Underbelly chef/owner Chris Shepherd had a pretty good Sunday. His beloved Houston Astros defeated the Kansas City Royals in the playoffs and the hated Dallas Cowboys suffered a humiliating 30-6 defeat at home to the New England Patriots. Perhaps most importantly, Shepherd, three visiting celebrity chefs and some of Houston's brightest culinary minds raised almost $184,000 for the National MS Society at the inaugural Southern Smoke charity barbecue event.
James Beard Awards winners like Aaron Franklin of Austin's Franklin Barbecue and Sean Brock of Husk Restaurant (Nashville and Charleston) and McCrady's (Charleston) don't participate in many festivals, but they couldn't say no to Shepherd when he asked for their assistance, along with celebrated South Carolina pitmaster Rodney Scott, to make Southern Smoke a reality.
In addition to the illustrious trio of out-of-towners, a group of Houston chefs — Seth Siegel-Gardner and Terrence Gallivan from The Pass & Provisions, Oxheart's Justin Yu and Ryan Pera of Coltivare and Revival Market — joined Shepherd for some elevated riffs on barbecue as part of the debut of the HOUBBQ Collective. The combination of out of star power and high profile Houston chefs set Southern Smoke apart from the annual Houston Barbecue Festival, which focuses on mostly local barbecue talent.
"You know we’re to the point where we could do a festival everyday if we said yes to everything," Brock told CultureMap. "I think at the end of the day one of the great things about being a chef is helping friends when they ask for help, and also to be able to ask for help when you need help. We can do all that through food, and that’s what’s so cool, you know? We’re just cooks, but we’re able to help so many people and we’re very fortunate."
Franklin conceded that "I don't do any festivals," but made an exception for Southern Smoke.
"From time to time, a homie calls (and says), ‘Hey, I want to do this thing. I want to raise money for this. I want to invite this buddy and this buddy. Do you want to hang out?’ 'Absolutely, I wouldn’t miss it for the world.' That’s pretty much all it takes. A homie calling up and saying, ‘do you want to hang out?’ 'Yup, I’ll be there.
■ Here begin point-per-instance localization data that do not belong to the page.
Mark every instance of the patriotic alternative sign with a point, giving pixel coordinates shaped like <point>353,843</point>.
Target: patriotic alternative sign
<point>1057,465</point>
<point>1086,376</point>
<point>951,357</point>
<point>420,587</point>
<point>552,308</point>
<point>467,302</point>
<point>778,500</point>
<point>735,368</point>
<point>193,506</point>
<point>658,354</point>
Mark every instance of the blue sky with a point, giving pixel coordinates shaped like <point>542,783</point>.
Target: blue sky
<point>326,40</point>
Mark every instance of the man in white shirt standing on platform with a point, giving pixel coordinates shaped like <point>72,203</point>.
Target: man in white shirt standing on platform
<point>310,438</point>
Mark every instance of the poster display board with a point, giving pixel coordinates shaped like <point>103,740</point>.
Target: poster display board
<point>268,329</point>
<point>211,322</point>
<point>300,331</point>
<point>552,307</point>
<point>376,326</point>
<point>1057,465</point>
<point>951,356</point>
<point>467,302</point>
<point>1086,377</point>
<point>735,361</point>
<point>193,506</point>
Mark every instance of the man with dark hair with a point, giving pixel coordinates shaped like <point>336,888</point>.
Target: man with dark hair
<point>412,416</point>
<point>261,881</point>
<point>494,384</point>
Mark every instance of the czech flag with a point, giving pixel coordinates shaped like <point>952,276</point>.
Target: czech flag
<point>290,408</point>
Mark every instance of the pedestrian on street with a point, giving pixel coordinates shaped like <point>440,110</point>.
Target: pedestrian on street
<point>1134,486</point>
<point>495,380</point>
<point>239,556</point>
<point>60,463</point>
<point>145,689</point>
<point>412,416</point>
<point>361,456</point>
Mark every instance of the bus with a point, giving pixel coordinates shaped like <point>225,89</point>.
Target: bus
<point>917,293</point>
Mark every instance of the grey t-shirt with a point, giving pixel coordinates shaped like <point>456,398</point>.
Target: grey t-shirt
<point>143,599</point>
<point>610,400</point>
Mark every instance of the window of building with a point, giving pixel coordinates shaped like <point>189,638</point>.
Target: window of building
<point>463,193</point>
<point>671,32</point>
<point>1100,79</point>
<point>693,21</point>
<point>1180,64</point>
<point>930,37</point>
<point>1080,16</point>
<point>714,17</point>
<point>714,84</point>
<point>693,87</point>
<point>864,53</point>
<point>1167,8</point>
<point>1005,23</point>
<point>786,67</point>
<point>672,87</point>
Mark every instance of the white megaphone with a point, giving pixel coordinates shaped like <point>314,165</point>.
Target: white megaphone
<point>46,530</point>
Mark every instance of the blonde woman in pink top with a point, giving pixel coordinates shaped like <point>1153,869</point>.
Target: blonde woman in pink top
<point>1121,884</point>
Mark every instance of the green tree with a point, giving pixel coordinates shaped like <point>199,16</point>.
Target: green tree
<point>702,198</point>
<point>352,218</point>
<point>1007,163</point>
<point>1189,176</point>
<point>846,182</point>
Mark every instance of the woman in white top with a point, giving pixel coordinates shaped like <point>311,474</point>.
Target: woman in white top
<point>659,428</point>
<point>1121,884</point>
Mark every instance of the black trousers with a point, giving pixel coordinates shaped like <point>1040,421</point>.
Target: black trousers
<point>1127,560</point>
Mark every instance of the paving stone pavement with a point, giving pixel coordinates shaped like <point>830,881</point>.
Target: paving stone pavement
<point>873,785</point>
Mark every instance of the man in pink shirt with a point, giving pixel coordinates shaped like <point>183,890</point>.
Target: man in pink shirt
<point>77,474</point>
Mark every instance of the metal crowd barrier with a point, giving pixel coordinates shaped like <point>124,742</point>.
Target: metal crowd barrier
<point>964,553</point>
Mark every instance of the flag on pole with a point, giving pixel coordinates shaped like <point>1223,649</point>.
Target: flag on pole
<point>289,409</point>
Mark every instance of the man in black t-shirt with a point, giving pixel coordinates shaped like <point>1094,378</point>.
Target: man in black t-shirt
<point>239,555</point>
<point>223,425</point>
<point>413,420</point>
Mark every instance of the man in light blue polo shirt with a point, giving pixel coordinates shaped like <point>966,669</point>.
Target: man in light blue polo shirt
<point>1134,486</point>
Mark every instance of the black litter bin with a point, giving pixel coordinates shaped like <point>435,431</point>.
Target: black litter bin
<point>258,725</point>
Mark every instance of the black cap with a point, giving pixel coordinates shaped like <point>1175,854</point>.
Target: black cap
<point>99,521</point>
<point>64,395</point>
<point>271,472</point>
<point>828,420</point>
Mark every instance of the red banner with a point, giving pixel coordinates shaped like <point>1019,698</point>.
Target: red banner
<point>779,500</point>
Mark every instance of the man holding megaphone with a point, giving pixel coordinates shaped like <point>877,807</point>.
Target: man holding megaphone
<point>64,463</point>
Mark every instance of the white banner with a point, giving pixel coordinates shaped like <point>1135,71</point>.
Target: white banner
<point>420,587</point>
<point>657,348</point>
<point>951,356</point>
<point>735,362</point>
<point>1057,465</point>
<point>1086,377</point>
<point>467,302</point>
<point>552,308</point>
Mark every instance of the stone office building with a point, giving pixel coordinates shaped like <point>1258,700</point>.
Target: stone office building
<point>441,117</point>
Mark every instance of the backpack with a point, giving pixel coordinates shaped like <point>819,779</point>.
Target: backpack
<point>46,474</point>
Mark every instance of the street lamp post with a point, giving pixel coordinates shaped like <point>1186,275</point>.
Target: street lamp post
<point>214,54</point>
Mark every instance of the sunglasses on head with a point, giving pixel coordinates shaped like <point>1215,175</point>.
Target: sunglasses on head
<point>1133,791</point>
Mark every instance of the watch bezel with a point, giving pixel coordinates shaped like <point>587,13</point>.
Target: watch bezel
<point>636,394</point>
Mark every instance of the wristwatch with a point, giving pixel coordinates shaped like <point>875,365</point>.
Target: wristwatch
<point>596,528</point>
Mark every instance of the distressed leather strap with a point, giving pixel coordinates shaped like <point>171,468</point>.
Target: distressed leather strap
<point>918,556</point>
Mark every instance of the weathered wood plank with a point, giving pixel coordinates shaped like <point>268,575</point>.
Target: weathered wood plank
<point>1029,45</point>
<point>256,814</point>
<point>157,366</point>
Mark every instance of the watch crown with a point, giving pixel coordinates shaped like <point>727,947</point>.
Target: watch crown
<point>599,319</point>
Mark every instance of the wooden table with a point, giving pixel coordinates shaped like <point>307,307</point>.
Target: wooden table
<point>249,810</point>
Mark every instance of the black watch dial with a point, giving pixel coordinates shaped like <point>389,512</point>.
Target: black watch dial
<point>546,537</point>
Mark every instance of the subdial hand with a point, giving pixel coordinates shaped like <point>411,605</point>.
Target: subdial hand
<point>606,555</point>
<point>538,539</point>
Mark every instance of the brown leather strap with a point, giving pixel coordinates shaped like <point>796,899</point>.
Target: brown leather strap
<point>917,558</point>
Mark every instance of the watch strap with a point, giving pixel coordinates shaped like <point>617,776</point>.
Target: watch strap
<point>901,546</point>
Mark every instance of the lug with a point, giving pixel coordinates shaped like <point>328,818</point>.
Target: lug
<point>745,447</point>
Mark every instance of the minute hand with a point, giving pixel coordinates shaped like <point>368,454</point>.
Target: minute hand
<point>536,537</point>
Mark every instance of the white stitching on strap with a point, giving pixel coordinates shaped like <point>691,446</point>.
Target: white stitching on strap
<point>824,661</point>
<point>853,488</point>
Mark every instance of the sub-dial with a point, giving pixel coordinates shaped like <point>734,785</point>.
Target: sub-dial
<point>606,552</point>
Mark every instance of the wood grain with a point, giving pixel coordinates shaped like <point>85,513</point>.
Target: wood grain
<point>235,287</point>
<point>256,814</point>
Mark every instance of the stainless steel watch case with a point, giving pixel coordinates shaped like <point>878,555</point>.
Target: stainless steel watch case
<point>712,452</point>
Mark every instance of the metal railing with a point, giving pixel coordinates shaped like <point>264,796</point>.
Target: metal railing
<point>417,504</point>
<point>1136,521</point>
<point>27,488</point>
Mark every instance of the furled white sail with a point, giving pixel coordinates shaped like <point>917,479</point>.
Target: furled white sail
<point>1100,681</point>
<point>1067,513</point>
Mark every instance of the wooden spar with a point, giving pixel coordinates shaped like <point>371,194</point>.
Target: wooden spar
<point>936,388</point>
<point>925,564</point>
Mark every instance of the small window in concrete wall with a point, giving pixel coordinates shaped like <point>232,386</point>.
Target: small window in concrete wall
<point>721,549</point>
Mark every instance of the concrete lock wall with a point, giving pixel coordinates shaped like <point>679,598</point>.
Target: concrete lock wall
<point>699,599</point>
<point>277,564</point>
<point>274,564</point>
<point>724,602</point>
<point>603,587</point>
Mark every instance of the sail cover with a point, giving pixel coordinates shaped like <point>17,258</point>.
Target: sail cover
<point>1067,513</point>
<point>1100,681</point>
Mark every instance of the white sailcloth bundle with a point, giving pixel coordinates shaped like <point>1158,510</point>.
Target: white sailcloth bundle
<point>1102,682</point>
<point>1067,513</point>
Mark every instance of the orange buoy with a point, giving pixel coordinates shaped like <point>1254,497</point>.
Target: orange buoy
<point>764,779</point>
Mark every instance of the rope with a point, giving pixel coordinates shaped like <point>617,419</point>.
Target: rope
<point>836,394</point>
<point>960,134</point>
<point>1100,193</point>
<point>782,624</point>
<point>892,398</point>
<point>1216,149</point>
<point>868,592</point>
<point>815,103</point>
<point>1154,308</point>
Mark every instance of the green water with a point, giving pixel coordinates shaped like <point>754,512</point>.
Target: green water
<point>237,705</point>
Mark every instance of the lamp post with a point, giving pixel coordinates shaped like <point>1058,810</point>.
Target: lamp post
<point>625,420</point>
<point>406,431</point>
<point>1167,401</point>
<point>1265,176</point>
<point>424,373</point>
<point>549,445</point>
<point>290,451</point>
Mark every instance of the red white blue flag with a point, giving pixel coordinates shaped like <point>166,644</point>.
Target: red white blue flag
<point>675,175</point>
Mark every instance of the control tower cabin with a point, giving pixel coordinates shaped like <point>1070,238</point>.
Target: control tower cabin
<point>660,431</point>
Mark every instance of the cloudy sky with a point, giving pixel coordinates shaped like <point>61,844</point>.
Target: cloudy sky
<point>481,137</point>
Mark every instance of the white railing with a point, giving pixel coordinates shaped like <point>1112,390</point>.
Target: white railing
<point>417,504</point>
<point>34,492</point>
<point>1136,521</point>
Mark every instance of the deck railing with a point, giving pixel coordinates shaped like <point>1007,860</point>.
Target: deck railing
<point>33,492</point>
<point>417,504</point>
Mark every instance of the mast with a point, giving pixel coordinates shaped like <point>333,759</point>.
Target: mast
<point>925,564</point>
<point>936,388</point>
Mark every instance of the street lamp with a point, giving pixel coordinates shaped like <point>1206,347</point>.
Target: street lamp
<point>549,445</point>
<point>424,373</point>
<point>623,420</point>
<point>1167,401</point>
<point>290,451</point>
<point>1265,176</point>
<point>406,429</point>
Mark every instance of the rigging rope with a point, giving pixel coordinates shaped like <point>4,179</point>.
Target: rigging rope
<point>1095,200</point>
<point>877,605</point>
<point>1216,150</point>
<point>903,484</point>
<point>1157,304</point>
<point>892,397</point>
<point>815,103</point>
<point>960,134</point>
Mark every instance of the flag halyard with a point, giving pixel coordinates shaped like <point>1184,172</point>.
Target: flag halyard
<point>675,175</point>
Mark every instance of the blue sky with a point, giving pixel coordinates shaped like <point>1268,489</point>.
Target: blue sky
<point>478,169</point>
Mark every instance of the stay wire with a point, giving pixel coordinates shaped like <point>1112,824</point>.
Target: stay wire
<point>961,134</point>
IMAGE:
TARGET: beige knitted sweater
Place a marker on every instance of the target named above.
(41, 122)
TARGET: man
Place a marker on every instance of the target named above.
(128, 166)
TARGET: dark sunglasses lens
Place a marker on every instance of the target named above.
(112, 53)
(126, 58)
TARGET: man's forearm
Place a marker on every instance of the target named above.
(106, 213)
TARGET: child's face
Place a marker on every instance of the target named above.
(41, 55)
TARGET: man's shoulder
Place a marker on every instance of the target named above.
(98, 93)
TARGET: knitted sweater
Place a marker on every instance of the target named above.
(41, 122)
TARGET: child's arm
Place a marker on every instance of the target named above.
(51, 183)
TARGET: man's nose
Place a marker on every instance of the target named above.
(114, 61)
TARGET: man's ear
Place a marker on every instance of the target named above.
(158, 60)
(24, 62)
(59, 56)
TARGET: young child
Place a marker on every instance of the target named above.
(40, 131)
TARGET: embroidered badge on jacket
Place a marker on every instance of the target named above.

What day, what time, how many people?'"
Scott had perhaps the day's greatest challenge — serving his signature whole hog to Texans who revere beef brisket. "I think we’ll make it," he said with a laugh. "I’ve heard there wasn’t a lot of pork in Texas, but hopefully we’ll start converting them today."
The visiting chefs received help from a high-profile group of culinary assistants including Main Kitchen executive chef Erin Smith, El Big Bad executive chef Jonathan Jones and Prohibition culinary director Ben McPherson. Southern Goods sous chef Patrick Feges furthered the interest in whole hog he demonstrated at the Houston Barbecue Festival by assisting Scott.
"He pays close attention," Scott said of Feges, who won the CultureMap Tastemakers Rising Star Chef of the Year award in May. "He’s learning, and he’s putting in everything he needs to know. He helps both physically and mentally."
In addition to whole hog and a constant line for Franklin's signature brisket, attendees feasted on Brock's snapper on the half shell with ndjua butter, smoked beef shoulder from Underbelly, smoked foie gras mousee and duck from The Pass & Provisions, smoked sticky rice tamales from Yu and smoked tongue and cheek hot dog with chili, chow chow and cheddar from Pera.
For Siegel-Gardner, participating in Southern Smoke is an extension of the way he and Gallivan have been using more smoke at their restaurant. "We’ve tried to smoke just about everything possible. Smoked brats we’ve been doing come out really nice. Smoked short ribs that we’ve been doing with a pepita sauce. We do a lot of smoked vegetables for both The Pass and Provisions," he said.
Those who missed it shouldn't feel too left out. After presenting the MS Society with a check on behalf of sommelier Antonio Gianola, whose MS diagnosis prompted the event, Shepherd vowed to make Southern Smoke an annual festival. We can't wait.